Multi-GPU Splitting

Linops should be able to take advantage of multi-GPU systems to leverage the larger total GPU memory available and to gain increased speed from parallelization across separate devices.

We assume CUDA devices with peer-to-peer memory access.

The splitting mechanism

At its core, multi-GPU distribution is built on the ability to split a linop into smaller sub-linops that each operate on a slice of the data.

`split_forward`

Every NamedLinop can implement split_forward(ibatch, obatch), where ibatch and obatch are lists of slices corresponding to the input and output dimensions. The method returns a new linop that operates only on the specified slice.

For example, a Diagonal linop with shape (Nx, Ny) -> (Nx, Ny) and a weight tensor of shape (256, 256) can be split along Nx into two sub-linops, each with a weight of shape (128, 256).

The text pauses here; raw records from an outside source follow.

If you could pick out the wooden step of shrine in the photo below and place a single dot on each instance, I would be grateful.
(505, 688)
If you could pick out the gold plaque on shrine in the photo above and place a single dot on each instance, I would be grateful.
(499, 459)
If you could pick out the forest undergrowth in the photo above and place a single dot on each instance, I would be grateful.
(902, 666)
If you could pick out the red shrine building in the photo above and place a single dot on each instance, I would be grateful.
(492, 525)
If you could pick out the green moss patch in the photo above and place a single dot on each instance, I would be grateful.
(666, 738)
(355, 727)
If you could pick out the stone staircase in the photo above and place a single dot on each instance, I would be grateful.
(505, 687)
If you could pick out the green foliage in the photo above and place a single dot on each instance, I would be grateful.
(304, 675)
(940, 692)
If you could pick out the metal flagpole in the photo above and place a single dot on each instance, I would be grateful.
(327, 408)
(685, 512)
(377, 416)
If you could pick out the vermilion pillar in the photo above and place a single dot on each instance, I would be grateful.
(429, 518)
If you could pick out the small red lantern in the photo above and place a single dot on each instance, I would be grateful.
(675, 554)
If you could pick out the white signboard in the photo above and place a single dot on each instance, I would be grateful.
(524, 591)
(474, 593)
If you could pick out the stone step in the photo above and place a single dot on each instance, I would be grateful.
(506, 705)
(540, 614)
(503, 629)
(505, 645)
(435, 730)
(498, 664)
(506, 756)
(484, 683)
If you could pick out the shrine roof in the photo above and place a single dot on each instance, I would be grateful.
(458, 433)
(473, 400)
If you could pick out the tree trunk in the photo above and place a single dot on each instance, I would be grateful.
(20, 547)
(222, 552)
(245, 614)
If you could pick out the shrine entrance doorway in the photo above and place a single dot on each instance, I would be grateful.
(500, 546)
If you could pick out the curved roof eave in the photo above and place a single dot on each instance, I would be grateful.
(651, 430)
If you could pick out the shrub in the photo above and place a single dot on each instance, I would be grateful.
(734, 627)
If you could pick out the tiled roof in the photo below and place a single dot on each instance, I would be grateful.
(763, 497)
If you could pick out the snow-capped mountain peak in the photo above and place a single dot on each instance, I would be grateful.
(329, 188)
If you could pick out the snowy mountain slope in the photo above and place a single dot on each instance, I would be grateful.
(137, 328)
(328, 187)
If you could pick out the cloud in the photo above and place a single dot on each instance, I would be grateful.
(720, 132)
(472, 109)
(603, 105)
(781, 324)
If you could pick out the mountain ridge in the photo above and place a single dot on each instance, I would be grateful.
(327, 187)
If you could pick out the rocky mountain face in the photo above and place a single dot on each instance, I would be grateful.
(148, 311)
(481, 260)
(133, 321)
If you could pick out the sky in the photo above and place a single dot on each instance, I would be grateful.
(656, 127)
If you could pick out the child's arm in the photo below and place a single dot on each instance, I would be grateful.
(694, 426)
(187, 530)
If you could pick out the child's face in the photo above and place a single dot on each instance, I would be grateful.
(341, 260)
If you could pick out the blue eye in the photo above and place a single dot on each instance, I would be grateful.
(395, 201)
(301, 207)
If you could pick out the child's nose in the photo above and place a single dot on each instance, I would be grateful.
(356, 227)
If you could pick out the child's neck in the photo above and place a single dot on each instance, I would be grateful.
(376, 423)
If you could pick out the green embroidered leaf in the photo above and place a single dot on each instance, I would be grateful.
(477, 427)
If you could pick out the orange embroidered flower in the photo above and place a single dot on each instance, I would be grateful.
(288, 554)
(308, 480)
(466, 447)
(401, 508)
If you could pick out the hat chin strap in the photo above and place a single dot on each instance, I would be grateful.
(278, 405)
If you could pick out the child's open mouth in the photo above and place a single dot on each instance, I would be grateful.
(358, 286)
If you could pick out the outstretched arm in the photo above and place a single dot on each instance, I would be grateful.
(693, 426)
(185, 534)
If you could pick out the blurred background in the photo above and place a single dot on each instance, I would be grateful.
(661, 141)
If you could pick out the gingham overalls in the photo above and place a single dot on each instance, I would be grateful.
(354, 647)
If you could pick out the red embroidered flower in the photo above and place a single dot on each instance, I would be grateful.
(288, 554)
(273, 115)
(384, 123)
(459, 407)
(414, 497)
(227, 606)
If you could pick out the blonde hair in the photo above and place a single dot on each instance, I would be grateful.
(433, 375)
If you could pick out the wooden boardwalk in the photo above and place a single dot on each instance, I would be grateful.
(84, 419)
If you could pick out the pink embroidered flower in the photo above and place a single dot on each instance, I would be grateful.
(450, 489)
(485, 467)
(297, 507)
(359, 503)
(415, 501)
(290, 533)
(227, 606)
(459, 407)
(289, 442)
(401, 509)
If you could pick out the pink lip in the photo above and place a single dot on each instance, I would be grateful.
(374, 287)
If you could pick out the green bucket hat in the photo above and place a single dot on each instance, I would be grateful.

The static split(linop, tile) method provides a higher-level interface that accepts a dictionary mapping dimension names to slices:

from torchlinops.nameddim import NamedDimension as ND

tile = {ND("Nx"): slice(0, 128)}
sub_linop = NamedLinop.split(A, tile)

For adjoint splitting, use adj_split(linop, tile) which constructs the adjoint, splits it according to tile, and returns the adjoint of the split.

`split_linop`

The split_linop() function automates the tiling process. Given a linop and a dictionary of batch sizes, it:

Queries linop.size(dim) for every dimension to determine the total size.
Creates a grid of tiles, where each tile maps dimensions to (index, slice) pairs.
Calls split() for each tile, producing an nd-array of sub-linops.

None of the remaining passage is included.